# Chinese Remainder Theorem 3

• Mar 26th 2007, 08:05 PM
jmc1979
Chinese Remainder Theorem 3
Problem:

Ancien Indian Problem: If eggs are removed form a basket 2, 3, 4, 5, and 6 at a time, there remain, respectively, 1, 2, 3, 4, and 5 eggs. But if eggs are removed 7 at a time, no eggs remain. What is the least number of eggs that could have been in the basket?

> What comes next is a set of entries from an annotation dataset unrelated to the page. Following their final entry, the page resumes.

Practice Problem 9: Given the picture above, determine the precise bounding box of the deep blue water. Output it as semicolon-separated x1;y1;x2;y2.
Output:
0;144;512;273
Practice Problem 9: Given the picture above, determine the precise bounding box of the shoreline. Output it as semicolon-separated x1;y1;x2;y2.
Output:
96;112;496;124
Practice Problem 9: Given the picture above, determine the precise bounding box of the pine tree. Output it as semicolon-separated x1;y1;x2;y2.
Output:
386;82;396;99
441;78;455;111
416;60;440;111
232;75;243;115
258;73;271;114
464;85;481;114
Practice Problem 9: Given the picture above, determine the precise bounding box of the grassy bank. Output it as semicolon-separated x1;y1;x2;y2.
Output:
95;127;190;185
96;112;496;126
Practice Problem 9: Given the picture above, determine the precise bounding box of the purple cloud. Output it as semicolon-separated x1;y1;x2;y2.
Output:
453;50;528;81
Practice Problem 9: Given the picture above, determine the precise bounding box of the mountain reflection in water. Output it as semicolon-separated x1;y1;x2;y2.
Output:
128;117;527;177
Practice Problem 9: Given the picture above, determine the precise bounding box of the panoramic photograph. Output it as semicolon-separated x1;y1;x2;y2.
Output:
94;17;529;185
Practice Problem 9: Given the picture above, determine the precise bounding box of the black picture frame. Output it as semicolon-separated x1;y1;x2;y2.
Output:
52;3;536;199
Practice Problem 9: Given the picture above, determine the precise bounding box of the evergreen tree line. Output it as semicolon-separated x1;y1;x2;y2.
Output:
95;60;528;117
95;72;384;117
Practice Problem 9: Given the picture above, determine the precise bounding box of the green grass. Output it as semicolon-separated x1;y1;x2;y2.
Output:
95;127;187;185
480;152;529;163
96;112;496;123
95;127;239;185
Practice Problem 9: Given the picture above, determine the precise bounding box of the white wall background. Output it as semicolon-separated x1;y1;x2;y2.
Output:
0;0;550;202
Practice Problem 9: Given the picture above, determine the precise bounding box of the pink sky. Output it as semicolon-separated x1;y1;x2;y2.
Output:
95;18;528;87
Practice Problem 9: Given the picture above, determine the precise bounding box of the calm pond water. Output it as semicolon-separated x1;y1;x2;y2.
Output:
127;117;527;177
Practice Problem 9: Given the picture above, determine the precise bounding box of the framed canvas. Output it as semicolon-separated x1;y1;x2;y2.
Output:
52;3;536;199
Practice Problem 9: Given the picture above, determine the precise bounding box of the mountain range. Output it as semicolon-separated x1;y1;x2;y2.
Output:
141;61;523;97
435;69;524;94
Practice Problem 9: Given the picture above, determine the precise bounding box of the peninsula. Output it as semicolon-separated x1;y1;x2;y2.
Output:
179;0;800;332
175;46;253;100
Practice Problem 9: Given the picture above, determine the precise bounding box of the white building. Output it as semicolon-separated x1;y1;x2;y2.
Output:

So far this is what I believe this exercise implies but I am not sure:

x ≡ 1 (mod 2)
x ≡ 1 (mod 3)
x ≡ 1 (mod 4)
x ≡ 1 (mod 5)
x ≡ 1 (mod 6)
x ≡ 0 (mod 7)

Can anyone help? Thank you!

• Mar 27th 2007, 10:35 AM
ThePerfectHacker
Quote:

Originally Posted by jmc1979

x ≡ 1 (mod 2)
x ≡ 1 (mod 3)
x ≡ 1 (mod 4)
x ≡ 1 (mod 5)
x ≡ 1 (mod 6)
x ≡ 0 (mod 7)

x=1(mod 2)
x=1(mod 3)
x=1(mod 4) implies x=1(mod 2) (you can drop this one).
x=1(mod 5)
x=1(mod 6) implies x=1(mod 2 and 3) (you can drop this one).
x=0(mod 7)

Thus, you get,
x=1(mod 3)
x=1(mod 4)
x=1(mod 5)
x=0(mod 7)

Solve that.

(I deleted you other question on Chinese Remainder Theorem, because it seems to me you just want the answer. You want me to help you, you show the work you done so far. Because otherwise that makes me angry. You insult my intellegence! :mad: )
• Mar 27th 2007, 11:27 AM
jmc1979
Thank you!
ThePerfectHacker thank you for you help. I wrote the complete problem, that did not meant that I wanted you to solve the exercise for me. I just wanted to know that I was on the right path. Sorry if this insulted your intelligence since this was not the intention. Thank you again!